The Cobra Effect had all the earmarks of another fantastic read from Esmahan. A lot of in-lab action, the recognition of danger right from the beginning, and a character that you wanted to be able to root for. Unfortunately, this book didn’t gel as easily or as quickly as The Laptev Virus did. One of the main problems is that the author spends a lot of time educating her audience using characters in the book as reader stand-ins. As fascinating as the information relayed is, the repeated interjections can take away from the simple pleasure of reading a thriller.
From bacteriophages to the truth about genetically modified organisms (GMOs), Esmahan uses The Cobra Effect as an opportunity to try to get across her point on the dangers of politics and one-track minds dabbling in science. Not only that but also how unintended consequences of attempted fixes can screw things up worse than before. The title of the book, The Cobra Effect, actually clues the reader into.

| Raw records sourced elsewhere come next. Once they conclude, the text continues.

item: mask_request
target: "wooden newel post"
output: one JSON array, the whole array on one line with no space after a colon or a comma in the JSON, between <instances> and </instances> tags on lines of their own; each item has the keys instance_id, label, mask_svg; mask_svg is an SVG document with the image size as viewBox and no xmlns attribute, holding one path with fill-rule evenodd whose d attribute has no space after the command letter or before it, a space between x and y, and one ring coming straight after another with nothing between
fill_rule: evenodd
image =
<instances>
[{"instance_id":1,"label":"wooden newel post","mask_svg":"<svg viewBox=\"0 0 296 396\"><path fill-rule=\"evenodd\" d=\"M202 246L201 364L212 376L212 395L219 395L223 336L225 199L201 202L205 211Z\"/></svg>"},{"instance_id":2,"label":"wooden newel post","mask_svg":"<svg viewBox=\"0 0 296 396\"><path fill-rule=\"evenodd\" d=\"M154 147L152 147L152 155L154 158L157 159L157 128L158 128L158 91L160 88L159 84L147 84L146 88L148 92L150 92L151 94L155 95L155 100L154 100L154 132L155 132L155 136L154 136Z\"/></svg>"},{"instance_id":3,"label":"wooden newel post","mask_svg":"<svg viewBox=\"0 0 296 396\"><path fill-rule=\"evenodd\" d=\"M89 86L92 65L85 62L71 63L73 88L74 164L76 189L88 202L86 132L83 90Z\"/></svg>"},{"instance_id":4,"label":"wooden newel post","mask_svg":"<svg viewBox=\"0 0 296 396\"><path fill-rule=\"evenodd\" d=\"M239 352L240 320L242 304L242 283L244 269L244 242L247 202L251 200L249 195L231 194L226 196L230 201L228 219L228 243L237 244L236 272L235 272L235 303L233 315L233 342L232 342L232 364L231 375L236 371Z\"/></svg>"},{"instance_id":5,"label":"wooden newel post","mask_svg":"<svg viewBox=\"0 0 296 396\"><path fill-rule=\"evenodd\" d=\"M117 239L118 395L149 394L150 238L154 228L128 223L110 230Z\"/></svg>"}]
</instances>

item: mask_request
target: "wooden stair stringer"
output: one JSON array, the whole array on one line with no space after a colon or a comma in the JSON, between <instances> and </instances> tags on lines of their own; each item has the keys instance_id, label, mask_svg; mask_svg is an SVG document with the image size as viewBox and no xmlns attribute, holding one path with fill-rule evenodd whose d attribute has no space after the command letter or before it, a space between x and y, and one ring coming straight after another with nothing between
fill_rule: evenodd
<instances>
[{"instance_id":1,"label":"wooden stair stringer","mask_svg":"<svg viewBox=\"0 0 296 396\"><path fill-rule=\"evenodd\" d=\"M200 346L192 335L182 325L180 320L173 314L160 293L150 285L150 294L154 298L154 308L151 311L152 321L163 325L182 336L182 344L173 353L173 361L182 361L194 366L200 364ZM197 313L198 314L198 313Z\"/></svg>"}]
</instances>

The cobra effect occurs when an attempted solution to a problem makes the problem worse. as a type of unintended consequence. – Wikipedia
The first fifty percent of The Cobra Effect is pure set-up and education. It’s dryly written and it’s easy for your attention to wander. However, just past the midway point, all the pieces finally start to click together and the action starts to actually happen. From there, the rest of the book flies by as you’re eager to see how everything is going to resolve. And she does manage to resolve everything neatly. Christy Esmahan strongly believes in the basic goodness inherent in science/ scientists, and this radiates through in her work.
Overall, The Cobra Effect is a decent read. Like with The Laptev Virus, The Cobra Effect will appeal to a very specific group of people. If lots of technical data and science don’t appeal to you, it’s best you don’t pick up the book. However, if you love to learn, definitely give it a shot!
Disclaimer: I received a free copy of this work from the author for review consideration.